Over the course of a 60-year career, Kramer painted signs, ran a frame shop and gallery, managed the Minnesota State Fair art show, taught art in local colleges and the state prison, sold antiques and American Indian artifacts, and along the way turned out hundreds of paintings — 25 of which are on view in an attractive, well-chosen display through Oct. 13 at the James J. Hill House Art Gallery.

The pictures follow a loosely autobiographical arc, starting in the early 1950s when Kramer honed his spare, realistic style on urban scenes and family portraits steeped in oblique symbolism. They follow his travels and his return to St. Paul, where he favored still lifes and often painted the cathedral, Fort Snelling and Mickey's Diner and roamed southward to picturesque towns like Lanesboro, Minn., and Fountain City, Wis.

Though superficially homespun, Kramer was anything but provincial — he served in World War II, studied at the prestigious Pennsylvania Academy of the Fine Arts, and moved his family to Europe for yearlong painting sojourns in Spain and Scotland.

Echoes of the trips abroad accent such pictures as "The Rooftops," a handsome 1957 study in taupe and gold of the steeply angled walls and roofs of Alicante, Spain, and "The Boat Builders," an oddly melancholy image of skeletal boats looming over a tiled town below a hulking mountain topped with a terraced ruin. A bullfight poster and Franco graffiti announce the era, but a bald, gray-skinned bicyclist in the foreground injects the boat-building scene with unsettling gloom. Peopled by tiny figures on distant balconies or half-hidden in shadowy doorways, such images seem to map psychological states rather than places.

"I don't try to be a realist in the sense of it's exactly like you see it, " he told biographer Julie L'Enfant months before his death last summer at age 93. "I'm a realist but then I also carry it beyond — kind of a dream world."

Midwesterner at heart

Deep-rooted in the Midwest, Kramer was born June 4, 1919, in Sheyenne, N.D., the eighth of 10 kids in a hard-working family of Mennonite farmer/entrepreneurs. Their no-nonsense, can-do attitude shaped his art as much as his personality.

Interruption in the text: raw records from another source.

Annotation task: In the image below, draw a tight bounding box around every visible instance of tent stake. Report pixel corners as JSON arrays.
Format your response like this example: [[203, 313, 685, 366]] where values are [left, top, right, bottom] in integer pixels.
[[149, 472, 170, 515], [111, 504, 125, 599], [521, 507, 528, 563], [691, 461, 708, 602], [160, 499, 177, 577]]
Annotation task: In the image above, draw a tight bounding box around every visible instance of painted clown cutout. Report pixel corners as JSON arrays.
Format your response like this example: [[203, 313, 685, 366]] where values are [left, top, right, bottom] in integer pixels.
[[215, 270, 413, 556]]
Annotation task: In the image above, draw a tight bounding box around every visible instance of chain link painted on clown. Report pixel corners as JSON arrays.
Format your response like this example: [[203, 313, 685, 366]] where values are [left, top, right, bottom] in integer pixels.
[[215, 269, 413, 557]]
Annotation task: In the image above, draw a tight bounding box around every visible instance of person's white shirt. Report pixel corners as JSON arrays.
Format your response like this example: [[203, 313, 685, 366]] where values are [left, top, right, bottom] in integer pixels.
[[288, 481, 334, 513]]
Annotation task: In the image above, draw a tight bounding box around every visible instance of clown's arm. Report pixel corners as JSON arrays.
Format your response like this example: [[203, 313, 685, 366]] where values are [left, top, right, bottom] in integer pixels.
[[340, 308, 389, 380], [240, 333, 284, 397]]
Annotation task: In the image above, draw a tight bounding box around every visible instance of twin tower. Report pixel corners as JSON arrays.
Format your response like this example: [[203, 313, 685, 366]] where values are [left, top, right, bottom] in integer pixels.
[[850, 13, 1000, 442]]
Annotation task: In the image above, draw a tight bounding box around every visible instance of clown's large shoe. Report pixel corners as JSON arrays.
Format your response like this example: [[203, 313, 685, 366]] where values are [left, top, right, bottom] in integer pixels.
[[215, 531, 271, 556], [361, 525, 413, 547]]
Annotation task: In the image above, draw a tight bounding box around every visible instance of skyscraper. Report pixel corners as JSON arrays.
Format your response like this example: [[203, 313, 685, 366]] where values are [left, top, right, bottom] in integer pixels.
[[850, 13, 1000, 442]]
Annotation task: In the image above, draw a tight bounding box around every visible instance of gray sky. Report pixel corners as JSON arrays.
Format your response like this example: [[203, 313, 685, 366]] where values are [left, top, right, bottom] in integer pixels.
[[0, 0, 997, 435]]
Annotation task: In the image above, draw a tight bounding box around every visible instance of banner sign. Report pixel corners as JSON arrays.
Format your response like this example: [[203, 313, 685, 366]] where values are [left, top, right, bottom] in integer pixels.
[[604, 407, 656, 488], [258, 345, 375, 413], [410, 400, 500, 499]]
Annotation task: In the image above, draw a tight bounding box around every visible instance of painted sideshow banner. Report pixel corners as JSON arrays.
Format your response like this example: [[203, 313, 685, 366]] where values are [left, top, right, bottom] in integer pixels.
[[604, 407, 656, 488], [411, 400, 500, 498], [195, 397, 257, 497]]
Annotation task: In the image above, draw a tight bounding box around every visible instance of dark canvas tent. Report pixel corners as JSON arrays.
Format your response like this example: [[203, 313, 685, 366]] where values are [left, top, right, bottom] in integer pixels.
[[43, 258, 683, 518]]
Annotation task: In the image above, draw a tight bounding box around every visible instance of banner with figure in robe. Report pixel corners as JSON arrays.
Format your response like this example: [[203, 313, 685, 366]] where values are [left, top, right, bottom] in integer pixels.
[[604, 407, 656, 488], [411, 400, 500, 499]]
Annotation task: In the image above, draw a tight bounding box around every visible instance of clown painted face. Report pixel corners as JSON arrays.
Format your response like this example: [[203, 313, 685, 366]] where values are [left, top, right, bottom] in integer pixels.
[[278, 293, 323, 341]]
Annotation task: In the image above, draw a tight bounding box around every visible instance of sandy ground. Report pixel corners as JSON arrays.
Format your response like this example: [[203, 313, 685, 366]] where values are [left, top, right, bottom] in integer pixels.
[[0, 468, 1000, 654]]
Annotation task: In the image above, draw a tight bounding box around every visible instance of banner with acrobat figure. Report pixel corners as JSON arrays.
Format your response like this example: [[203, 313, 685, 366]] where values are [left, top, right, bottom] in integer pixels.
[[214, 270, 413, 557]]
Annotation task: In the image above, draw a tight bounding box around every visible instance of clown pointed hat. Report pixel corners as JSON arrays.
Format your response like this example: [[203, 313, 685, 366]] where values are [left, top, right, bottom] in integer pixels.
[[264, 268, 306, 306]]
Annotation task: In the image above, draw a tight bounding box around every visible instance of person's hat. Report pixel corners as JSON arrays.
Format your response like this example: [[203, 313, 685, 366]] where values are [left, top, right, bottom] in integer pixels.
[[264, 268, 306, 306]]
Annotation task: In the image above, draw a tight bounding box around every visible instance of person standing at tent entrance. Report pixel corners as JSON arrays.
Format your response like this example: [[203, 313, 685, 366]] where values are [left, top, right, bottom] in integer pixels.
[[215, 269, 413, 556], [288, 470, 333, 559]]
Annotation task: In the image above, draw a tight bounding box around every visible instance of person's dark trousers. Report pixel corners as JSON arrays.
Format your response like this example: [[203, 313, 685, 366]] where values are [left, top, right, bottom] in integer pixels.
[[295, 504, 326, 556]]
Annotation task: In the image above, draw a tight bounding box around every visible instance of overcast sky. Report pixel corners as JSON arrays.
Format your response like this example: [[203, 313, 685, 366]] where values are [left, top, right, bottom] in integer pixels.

Abstraction and gestural painting were gaining traction when he launched his career in the 1950s, but he always hewed to an older style of landscape and portraiture grounded in close observation, careful composition, thin paint and a studied atmosphere reminiscent of Andrew Wyeth or Edward Hopper, both of whom he admired, along with the Spanish master Francisco Goya.

Suffused with surrealistic stillness, Kramer's pictures are ripe with ambiguous meaning. Their human characters seem frozen in place and holding their breath, as if an offstage director had just yelled, "Hold it," and they did.

Wherever they are, whatever they're doing, Kramer's people appear to be thinking, observing, mentally sorting things out.

Such illusions are not easy to convey in mere paint. The dreamy gaze of his wife in "Mary With Yellow Flowers" (1959) is especially tender, while his own self-portraits are piercingly skeptical.

Confronting abstraction

All realist artists are masters of abstraction, although they typically apply that skill on such elusive stuff as skies, water, walls and drapery. Kramer is more confrontational.

In "The Patchwork Quilt," a 1959 painting more than 4 feet square, he depicts his young son Leon peering somberly from a corner while a patchwork quilt, draped over a clothesline, fills 90 percent of the canvas. Figure aside, the painting is obviously a riff on abstract art, a Midwestern riposte to "Bed," the actual quilt-and-pillow that Robert Rauschenberg infamously splashed with paint in 1955, and to Jasper Johns' famous flag paintings of 1958.

A bravura display of Kramer's talent for making illusions from pigment, "Patchwork Quilt" proudly asserts his allegiance to traditional skills while taking on the big boys in Manhattan. Not surprisingly, that quilt reappears in the background of many Kramer paintings over the years.

Elsewhere, in "Apartment Walls" (also 1959), he splits a 5-foot-wide canvas between a cathedral vista on the left and a pretty geometric abstraction on the right — the latter disguised, however, as the exposed interior of a torn-down building. As in so much of Kramer's work, "Apartment Walls" is a beautiful but melancholy vision of lonely people in a fast-changing world.

Like the hauntingly empty train stations and city squares designed by the Italian metaphysical painter Giorgio de Chirico, Kramer's bucolic Midwestern scenes are meditative moments marked by undercurrents of social commentary, human drama and a pervasive sense of loss.